The entire point was to set up a conclusion that we should
not gender stereotype these activities. However, in order to satisfy this seemingly good resolution, the bulk of the show had to build up these gender stereotypes to be torn down.
And I think that is fundamentally bad.
At the end of the day, one has to ask what the children will remember. Will they remember the build up or the tear down?
As someone who does research within this area, the data suggest that children will remember the build up. These gender stereotypes are consistent with what they will see in their real lives, so the build up will resonate with their real lives. They get a double dose of the stereotype. The life lesson is far less likely to be remembered.
When I ask my kids questions about what they are watching, my hypothesis is generally confirmed. They bite on the build up.
So they get all kinds of ideas. Multiple episodes of
Hannah Montana -- I am sooooo lucky -- center around of a theme of deceiving your parents. Sure, by the end of the episode, there is a tidy ending where the deception fails to pay off. But the lion's share of the episode was a lesson in duplicity.
Say what you will, the
Teletubbies had no such nonsense. But it's been downhill from there.

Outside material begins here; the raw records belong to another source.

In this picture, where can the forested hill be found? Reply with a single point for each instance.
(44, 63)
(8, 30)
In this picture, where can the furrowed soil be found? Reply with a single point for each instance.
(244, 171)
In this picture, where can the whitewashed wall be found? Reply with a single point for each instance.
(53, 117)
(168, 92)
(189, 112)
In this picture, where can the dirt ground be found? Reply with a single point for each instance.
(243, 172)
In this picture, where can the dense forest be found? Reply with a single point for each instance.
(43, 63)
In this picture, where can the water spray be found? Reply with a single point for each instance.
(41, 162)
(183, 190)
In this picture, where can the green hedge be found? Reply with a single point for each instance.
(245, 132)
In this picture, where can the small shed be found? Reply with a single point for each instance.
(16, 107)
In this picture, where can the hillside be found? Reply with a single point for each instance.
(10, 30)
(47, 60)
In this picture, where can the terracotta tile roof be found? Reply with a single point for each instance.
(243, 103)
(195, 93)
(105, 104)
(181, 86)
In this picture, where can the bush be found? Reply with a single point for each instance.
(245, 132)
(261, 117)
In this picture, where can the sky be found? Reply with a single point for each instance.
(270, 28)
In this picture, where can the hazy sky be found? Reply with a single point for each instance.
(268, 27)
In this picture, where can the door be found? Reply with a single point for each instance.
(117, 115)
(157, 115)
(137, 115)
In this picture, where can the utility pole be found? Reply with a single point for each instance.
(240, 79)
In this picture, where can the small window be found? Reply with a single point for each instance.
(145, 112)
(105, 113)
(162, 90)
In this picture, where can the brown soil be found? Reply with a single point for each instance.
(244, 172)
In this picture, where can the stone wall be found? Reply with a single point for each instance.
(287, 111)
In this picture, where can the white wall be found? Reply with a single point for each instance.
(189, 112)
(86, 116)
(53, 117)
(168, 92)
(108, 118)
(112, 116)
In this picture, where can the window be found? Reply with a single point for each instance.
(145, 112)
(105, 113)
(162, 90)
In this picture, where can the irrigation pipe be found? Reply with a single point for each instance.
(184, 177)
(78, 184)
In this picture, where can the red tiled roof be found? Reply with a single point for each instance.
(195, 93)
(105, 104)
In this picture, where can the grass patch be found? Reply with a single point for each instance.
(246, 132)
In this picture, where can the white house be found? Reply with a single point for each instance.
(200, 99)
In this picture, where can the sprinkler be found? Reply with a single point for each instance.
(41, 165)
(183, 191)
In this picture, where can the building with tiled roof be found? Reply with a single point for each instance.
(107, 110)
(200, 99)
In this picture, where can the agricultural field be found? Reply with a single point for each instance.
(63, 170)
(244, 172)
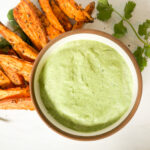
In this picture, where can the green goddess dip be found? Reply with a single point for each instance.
(86, 85)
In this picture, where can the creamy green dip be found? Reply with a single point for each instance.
(86, 85)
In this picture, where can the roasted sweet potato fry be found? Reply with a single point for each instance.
(18, 66)
(19, 103)
(50, 30)
(63, 19)
(89, 9)
(74, 11)
(15, 78)
(12, 52)
(4, 80)
(23, 49)
(26, 17)
(14, 93)
(45, 5)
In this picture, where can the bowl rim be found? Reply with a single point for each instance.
(124, 122)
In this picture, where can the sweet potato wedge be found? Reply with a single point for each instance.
(45, 5)
(63, 19)
(74, 11)
(20, 103)
(23, 49)
(18, 66)
(12, 52)
(31, 24)
(15, 78)
(4, 80)
(50, 30)
(14, 93)
(89, 9)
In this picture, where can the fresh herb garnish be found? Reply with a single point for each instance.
(105, 11)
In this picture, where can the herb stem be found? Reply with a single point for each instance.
(145, 43)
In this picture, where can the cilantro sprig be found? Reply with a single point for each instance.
(105, 11)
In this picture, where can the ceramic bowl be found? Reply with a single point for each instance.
(86, 35)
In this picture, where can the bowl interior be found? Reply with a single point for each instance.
(83, 36)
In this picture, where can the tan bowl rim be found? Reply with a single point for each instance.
(122, 124)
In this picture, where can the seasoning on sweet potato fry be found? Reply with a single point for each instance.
(17, 103)
(18, 66)
(45, 5)
(15, 78)
(89, 9)
(63, 19)
(31, 24)
(50, 30)
(74, 11)
(12, 52)
(14, 93)
(23, 49)
(4, 80)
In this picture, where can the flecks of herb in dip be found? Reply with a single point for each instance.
(86, 85)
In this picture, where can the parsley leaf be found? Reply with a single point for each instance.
(147, 50)
(119, 30)
(104, 10)
(129, 9)
(143, 29)
(141, 60)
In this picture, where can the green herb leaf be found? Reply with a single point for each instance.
(119, 30)
(10, 15)
(3, 43)
(141, 60)
(104, 10)
(143, 28)
(129, 9)
(147, 50)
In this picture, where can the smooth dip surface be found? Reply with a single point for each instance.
(86, 85)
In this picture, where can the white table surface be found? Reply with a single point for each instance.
(25, 130)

It was a mistake to ever let my kids watch TV.
Growing up, I had friends who were not allowed to watch TV. I pitied them as if they were some kind of pauper child forced to wear home-sewn bib overalls.
But their parents were right. You cannot protect kids from the entire world, but children's television offers almost nothing of value, and it unintentionally teaches a lot of lessons that I try pretty hard for them not to learn.